The thing is that I know that the motor in this car is tired. If I was to do a long trip I would still take my old, beat up looking Nissan. This car's motor is OK for running around town. But of all my cars in recent times, I think this motor might be the most worn. But because it looks neat, they think it must be more expensive, more reliable and a better vehicle. Give me Wanda my old Nissan Bluebird to drive, any day though her paint is flat and oxidized and there are damaged body parts.

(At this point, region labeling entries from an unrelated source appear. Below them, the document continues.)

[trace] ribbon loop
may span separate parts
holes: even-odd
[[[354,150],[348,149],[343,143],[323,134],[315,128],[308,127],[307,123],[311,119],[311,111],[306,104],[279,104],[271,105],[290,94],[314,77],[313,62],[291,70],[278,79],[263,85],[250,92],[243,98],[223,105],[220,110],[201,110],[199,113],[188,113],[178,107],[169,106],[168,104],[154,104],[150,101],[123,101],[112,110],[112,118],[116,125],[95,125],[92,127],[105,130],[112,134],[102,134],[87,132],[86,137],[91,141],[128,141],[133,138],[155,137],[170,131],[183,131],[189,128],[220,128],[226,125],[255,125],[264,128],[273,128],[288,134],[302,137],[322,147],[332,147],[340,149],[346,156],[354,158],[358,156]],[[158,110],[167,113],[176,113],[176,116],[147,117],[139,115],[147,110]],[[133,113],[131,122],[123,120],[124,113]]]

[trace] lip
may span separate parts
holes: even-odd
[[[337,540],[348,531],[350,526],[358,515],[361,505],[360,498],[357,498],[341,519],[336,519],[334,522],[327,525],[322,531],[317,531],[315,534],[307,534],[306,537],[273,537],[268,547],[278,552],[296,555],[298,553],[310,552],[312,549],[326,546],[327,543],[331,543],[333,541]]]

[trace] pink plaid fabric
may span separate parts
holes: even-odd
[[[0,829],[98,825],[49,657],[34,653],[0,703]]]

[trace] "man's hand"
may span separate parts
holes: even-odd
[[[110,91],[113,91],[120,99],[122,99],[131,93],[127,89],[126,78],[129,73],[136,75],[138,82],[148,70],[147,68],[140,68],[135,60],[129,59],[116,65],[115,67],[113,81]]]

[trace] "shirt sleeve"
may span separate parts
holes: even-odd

As I drove out of the yard I could not help thinking that we are like that with people. We judge by the exterior looks. I have lived long enough to know that "Dress does not make the man." Some of the sleaziest, biggest bullies, least trustworthy guys I know wear fancy suits and always look neat. Some of the most straight up guys I know wear old jeans. Some of the aesthetically ugly people I know turn out to be the most understanding, generous and genuine people. I know some "beautiful" people who are also beautiful inside, but I know lots of "beautiful" people I certainly would not trust as far as I could throw them. I know a guy in Australia. His house looks a dump. It is messy inside and out. He dresses in untidy looking gear. He is unkempt, hair never tidy, he speaks roughly and his straight up abrupt manner can put you off. He is self employed which is good because if he turned up to be interviewed for a job I am sure his immediate looks would put a boss off. But he is a successful businessman and I have seldom met a kinder, more genuine and more generous guy. You just cannot tell a book by its cover. I once saw a boss looking through something like 2 - 300 applications for a receptionists job. They had sent photos as part of the application and he was rushing through them looking at their photos, chucking the ones he judged were no good. I was astounded, but he said, "How else am I expected to get through so many and sort out a short list to read in depth?" To be fair he was not just picking the sexy looking ones. He was looking for a pleasant looking disposition in the picture. The lady he finally selected is no beauty queen but delightful in the role. But, I thought, others could have been brilliant too but lost out because of a "bad hair day" or bad lighting when the photo was taken or a split second change of their facial features. My point is, with cars and people, do not jump to conclusions from first appearances.
An athletic goal?
I realise that I am getting reasonably fit and mentioned this last blog. Each week I am improving in my running and, apart from the usual soreness that comes from working muscles beyond their comfort zone, I have (touch wood) been injury free. I suddenly twigged tonight that the NZ Masters Games is being held in Wanganui on February 4th - 13th. The half-marathon is to be on the 13th. We intend to be in the North Island then, a son has bought us air tickets to be there. Maybe I could aim to do the half-marathon? Watch this space!
Too late mate...
Another thing that I stewed on today. In my job as a chaplain and community minded minister I often get drawn into supporting people either in workplaces or family life, where relationships have become dysfunctional. Most often as I get involved (though thankfully I get to refer most) I get to thinking - "this is too late". They should have been dealing with this years ago! Why didn't they go see a counsellor or at least talk through these issues when they first began? Sometimes we just bury our heads and hope the problem will go away. It takes courage to stop and deal to it. I know I have done that in Churches and in other organisations and relationships I have been in. So to younger people, I encourage you to deal with issues when they are mole hills. When they become mountains, it is often too late mate. The damage has been too great.